National Humanities Institute
- Abbreviation: NHI
- Established: 1984 (42 years ago)
- Types: think tank, publisher
- Legal status: nonprofit corporation
- Headquarters: Bowie
- Country: United States
- Revenue: 45,084 United States dollar (2016)
- Total Assets: 89,199 United States dollar (2016)
- Website: www.nhinet.org

= National Humanities Institute =

American conservative think tank (1984-)

The National Humanities Institute is a nonprofit interdisciplinary educational organization founded in 1984 by Claes G. Ryn.

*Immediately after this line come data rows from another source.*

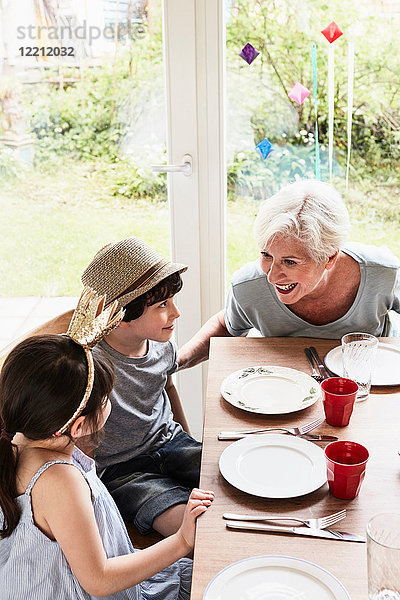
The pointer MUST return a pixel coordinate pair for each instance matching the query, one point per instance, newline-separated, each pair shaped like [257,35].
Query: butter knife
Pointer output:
[234,435]
[320,364]
[328,534]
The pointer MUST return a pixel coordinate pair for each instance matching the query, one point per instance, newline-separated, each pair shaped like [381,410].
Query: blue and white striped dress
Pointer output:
[33,567]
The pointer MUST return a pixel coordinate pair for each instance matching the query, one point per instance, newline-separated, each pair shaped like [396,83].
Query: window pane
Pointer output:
[82,119]
[258,107]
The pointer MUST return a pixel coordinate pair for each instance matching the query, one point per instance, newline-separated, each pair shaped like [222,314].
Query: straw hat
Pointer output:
[124,270]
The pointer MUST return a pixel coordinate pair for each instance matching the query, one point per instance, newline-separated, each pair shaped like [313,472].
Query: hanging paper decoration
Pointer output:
[264,148]
[299,93]
[332,33]
[314,69]
[248,53]
[350,86]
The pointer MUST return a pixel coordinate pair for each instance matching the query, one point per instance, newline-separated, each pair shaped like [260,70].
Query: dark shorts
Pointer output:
[149,484]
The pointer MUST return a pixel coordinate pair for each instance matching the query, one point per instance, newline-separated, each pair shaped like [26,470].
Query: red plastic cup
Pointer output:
[346,463]
[338,397]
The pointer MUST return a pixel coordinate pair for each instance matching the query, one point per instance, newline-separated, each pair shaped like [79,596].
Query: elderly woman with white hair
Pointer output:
[308,281]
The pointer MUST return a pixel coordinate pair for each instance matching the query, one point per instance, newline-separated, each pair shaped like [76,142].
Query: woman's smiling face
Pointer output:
[291,270]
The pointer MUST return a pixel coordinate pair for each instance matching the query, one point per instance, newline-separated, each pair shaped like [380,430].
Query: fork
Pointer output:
[292,430]
[314,374]
[320,523]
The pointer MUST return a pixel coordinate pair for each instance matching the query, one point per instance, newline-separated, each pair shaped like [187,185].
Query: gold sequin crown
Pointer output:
[89,324]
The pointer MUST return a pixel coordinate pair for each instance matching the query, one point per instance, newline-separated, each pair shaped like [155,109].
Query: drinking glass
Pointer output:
[358,352]
[383,551]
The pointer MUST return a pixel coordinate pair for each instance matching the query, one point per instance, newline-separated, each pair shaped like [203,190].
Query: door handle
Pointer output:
[185,168]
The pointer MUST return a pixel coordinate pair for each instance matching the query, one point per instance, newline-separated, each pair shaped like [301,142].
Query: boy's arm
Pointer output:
[176,405]
[197,349]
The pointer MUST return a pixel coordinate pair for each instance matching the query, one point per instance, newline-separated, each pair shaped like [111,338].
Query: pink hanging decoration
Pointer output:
[299,93]
[332,32]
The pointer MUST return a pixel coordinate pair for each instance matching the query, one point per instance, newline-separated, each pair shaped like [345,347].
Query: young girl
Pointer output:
[61,535]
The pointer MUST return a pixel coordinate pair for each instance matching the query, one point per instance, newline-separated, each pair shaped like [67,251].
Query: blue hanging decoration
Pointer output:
[264,148]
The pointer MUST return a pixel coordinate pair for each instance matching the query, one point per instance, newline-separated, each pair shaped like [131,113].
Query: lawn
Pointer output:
[52,232]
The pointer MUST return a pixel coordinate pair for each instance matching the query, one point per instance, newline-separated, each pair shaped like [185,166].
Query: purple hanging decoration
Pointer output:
[248,53]
[264,148]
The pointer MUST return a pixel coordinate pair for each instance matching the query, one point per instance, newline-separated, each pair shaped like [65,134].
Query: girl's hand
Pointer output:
[199,501]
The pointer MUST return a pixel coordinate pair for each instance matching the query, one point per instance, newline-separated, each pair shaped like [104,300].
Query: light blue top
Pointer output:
[252,300]
[33,567]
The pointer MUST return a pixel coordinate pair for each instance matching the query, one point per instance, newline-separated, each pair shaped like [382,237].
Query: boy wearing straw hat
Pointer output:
[146,459]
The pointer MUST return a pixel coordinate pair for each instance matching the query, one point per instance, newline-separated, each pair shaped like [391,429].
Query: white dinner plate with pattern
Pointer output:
[270,390]
[272,465]
[275,578]
[385,368]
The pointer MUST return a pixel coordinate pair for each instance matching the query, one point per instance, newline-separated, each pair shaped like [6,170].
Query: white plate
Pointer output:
[274,465]
[275,578]
[385,369]
[270,390]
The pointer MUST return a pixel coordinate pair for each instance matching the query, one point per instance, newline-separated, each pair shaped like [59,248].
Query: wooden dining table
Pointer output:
[375,423]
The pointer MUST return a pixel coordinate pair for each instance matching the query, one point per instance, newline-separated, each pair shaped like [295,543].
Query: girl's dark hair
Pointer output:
[168,287]
[42,382]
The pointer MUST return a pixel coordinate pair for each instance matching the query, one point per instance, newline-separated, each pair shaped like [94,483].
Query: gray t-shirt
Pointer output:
[141,417]
[252,301]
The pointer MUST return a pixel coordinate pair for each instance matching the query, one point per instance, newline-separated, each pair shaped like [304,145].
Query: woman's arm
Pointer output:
[62,495]
[197,349]
[176,405]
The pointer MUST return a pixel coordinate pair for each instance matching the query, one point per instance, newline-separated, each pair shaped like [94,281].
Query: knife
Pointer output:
[320,364]
[328,534]
[233,435]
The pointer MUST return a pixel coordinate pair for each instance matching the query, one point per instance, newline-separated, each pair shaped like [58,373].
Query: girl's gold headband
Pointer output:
[89,324]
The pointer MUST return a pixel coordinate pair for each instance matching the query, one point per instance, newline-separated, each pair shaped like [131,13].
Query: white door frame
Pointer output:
[194,59]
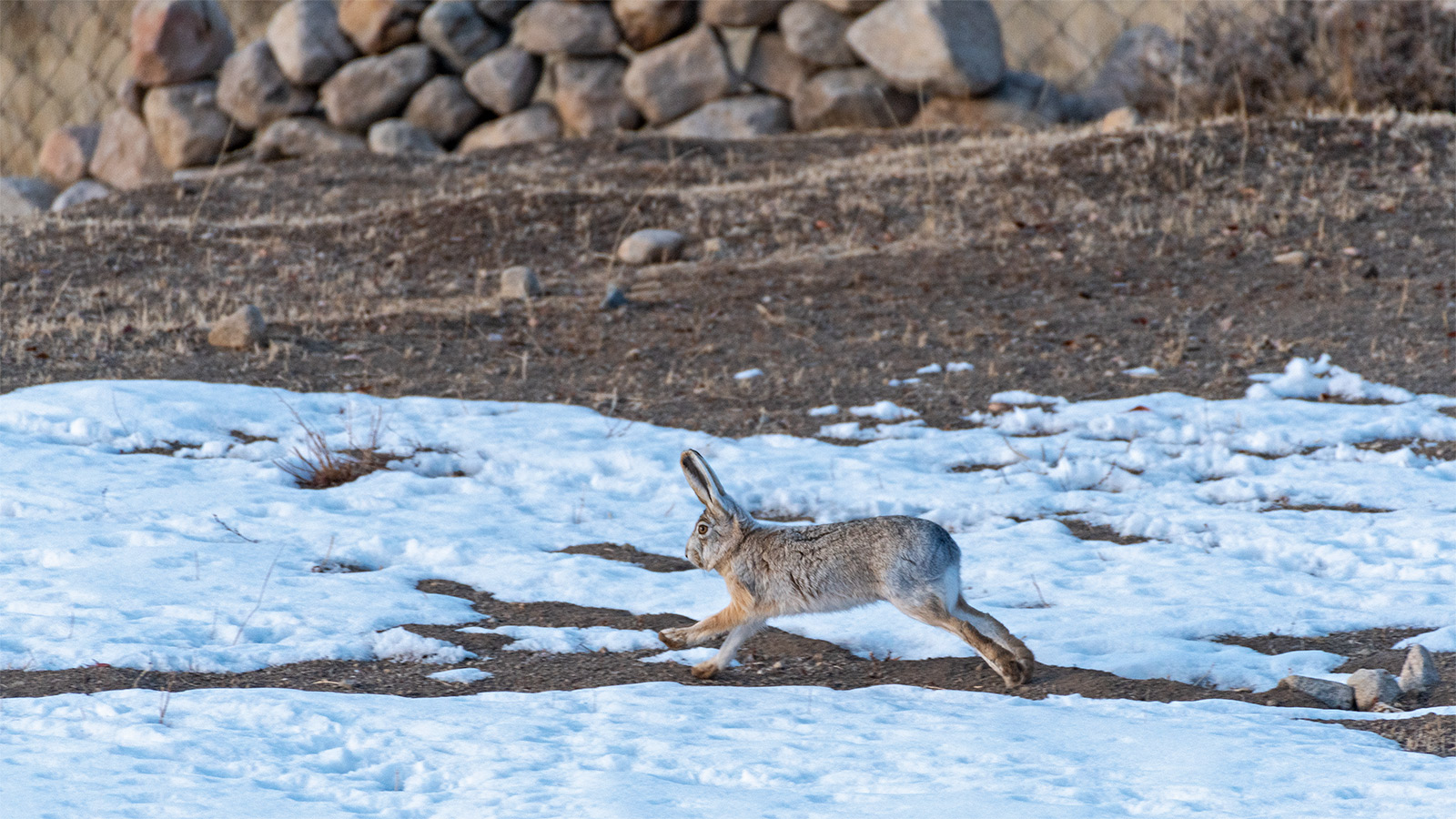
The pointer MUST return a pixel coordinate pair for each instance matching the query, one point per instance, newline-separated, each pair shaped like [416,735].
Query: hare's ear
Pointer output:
[706,487]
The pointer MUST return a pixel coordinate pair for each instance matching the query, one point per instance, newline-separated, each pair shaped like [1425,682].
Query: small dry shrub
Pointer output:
[1350,55]
[317,467]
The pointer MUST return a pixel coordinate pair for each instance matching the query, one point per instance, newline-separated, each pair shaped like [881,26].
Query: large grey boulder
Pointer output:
[178,41]
[936,47]
[1330,693]
[735,118]
[555,26]
[444,109]
[187,127]
[379,25]
[852,7]
[400,137]
[851,98]
[504,79]
[1373,687]
[255,92]
[306,41]
[815,33]
[124,155]
[303,136]
[500,12]
[740,12]
[66,153]
[775,69]
[1023,101]
[373,87]
[648,22]
[679,76]
[590,98]
[1419,673]
[458,33]
[533,124]
[80,193]
[25,196]
[1140,73]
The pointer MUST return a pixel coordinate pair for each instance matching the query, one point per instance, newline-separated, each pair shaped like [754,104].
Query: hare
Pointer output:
[779,570]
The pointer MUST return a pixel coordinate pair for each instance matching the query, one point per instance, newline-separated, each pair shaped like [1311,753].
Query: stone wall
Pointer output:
[62,62]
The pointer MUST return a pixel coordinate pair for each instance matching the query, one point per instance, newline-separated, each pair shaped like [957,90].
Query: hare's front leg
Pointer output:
[703,630]
[708,669]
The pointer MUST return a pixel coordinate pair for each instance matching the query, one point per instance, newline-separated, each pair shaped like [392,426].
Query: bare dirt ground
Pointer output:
[832,263]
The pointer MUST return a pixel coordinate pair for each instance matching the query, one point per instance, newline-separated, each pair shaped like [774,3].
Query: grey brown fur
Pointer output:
[779,570]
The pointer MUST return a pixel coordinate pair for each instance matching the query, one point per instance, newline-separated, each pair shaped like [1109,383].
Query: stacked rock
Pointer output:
[419,77]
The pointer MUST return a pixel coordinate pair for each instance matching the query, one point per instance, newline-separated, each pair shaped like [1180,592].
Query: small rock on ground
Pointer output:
[615,298]
[84,191]
[652,245]
[1419,673]
[1373,687]
[1330,693]
[240,329]
[521,281]
[24,196]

It is known to be affiliated with traditionalist conservatism.

== Programs and publications ==
The institute publishes Humanitas (journal) and the Epistulae Occasional Papers.

The National Humanities Institute operates the Irving Babbitt Project and the Center for Constitutional Studies.

== Leadership ==
Claes G. Ryn is the institute's chairman and Joseph Baldacchino serves as the institute's president.

Robert F. Ellsworth and Anthony Harrigan serve on its board of trustees.

Members of the academic board include: George W. Carey, Jude P. Dougherty, David C. Jordan, Ralph Ketcham, Forrest McDonald, Walter A. McDougall, Jacob Neusner, James Seaton, Peter J. Stanlis, and Michael A. Weinstein.